All that we have in England they have in America--prisons, paupers,
policemen, palaces. You are thinking of Africa, Sarah, darkest Africa,
that used to be, but is fast disappearing. Led me add--"

Sarah, however, was already busy upon her dozen of oysters and had no
patience to hear the good man out.

"Don't you take on so, Bishop," she intervened, "'Mericky ain't done
much for me and precious little it's going ter do for you. What I says
is, let those as have got a good 'ome stop there and be thankful. Yer
may talk about your oshun wave, but I ain't taking any, no, not though
there was diamonds on the sea beach the other side and 'ot-'arse roses
fer nothink. Who ever sees their ole friends as is swallered up by the
sea? Who ever heard of Alb Kennedy since he went ter Berling as he told
us for to mike his fortune? Ho, a life on the oshun wave if yer like,
but not for them as has bread and cheese ashore and a good bed to go to
arterwards; that's what I shall say as long as I've breath in my body."

"Betty," the boy, answered to this earnest lamentation with a sound word
of good common sense.

"You're a-goin' to sleep in one o' them boxes to-night, ain't you,
Sarah?" he asked, and she admitted the truth of his conclusions.
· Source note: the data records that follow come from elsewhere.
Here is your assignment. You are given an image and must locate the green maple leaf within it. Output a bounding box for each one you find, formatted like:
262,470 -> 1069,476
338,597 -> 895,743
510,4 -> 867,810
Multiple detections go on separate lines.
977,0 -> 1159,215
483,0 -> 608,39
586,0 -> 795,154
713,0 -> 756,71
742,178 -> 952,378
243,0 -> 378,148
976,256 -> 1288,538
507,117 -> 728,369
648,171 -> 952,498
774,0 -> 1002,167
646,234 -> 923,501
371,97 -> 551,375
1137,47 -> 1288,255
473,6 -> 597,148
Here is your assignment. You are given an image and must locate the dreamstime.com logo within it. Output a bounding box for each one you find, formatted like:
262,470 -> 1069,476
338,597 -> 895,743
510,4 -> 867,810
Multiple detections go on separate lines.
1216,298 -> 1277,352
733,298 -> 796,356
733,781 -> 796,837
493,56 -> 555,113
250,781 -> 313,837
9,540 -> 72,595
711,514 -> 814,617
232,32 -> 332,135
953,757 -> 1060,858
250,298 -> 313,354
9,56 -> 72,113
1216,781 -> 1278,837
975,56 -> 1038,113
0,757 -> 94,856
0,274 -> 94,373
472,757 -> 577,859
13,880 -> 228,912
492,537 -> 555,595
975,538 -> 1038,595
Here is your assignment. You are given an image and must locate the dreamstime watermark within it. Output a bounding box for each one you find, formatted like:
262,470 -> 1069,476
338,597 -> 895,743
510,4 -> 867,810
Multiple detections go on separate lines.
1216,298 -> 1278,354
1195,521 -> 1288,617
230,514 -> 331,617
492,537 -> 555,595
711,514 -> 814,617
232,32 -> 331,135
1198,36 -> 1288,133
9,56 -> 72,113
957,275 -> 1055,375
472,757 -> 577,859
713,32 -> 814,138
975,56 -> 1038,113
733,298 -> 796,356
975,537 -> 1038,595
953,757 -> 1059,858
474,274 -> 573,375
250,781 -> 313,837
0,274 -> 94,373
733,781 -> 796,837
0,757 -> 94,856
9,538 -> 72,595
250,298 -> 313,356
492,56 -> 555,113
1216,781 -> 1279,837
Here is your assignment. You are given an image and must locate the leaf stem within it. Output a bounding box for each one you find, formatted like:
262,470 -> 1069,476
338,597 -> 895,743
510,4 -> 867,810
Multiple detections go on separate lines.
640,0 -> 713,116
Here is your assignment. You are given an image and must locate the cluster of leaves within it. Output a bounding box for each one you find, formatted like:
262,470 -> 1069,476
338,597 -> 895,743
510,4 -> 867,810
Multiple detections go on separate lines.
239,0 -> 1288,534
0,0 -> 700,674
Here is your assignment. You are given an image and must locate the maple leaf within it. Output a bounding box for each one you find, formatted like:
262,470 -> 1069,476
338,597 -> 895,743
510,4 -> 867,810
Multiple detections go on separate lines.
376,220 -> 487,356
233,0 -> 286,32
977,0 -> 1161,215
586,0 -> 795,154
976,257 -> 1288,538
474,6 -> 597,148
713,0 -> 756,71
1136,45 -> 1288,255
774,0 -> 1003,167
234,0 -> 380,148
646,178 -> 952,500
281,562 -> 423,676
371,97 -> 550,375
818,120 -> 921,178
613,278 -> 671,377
"And sweeter dreams I would have if I knew where the Dook was a-layin'
his 'ed this night," she added.

The Archbishop ate a succulent morsel and drank a long draught from the
unadorned black bottle.

"Nothing is known of Kennedy at Hampstead," he interposed, "I have made
diligent inquiries of the gardener there, and he assures me that our
dear friend never returned from Poland and that no one knows anything of
him, not even Mr. Gessner. Anna, the daughter, I understand, is married
to an old acquaintance of ours and has taken a little house in Curzon
Street. She liked to go the--er--hem--pace, as the people say; and she
is mated to one who will not be afraid of exceeding the legal limits.
Mr. Gessner himself is on his yacht, and is supposed to be cruising off
the coast of Norway. That is what they tell me. I have no reason to
doubt the truth of their information. Would to heaven I had. Kennedy was
a friend, a true friend, while he was in England. I have known many a
bitter night since he left us."

He sighed, but valiantly, and applied himself once more to the pewter
pot. It was a terrible night outside, raining heavily and blowing a
bitter wind. Even here on the stage of the deserted theatre a chilling
draught sported with their candles and made fine ghosts for them upon
the faded canvas. Talk of Alban Kennedy seemed to have depressed them
all. They uttered no word for many minutes, not indeed until one of the
iron doors suddenly swung open and Alban himself came in among them. He
was drenched to the skin, for he had carried no umbrella, and wore but a
light travelling suit, the identical one in which he had returned from
Poland. Very pale and worn and thin, this, they said, was the ghost of
the Alban who had left them in the early summer. And his manner was as
odd as his appearance. You might almost have said that he had thrown the
last shred of the aristocratic rags to the winds and put on old habits
so long discarded that they were almost forgotten. When he crossed the
stage to them, it was with his former air of dogged indifference and
cynical self-content. Explanations were neither offered nor asked. He
flung his hat aside and sat upon the corner of a crazy sofa despised by
the rest of the company. A hungry look, cast upon the inviting
delicacies, betrayed the fact that he was hungry. Be sure it was not
lost upon the watchful Sarah.

"Good Gawd, to see him walk in amongst us like that. Why, Mr. Kennedy,
whatever's up, whatever brings you here a night like this?"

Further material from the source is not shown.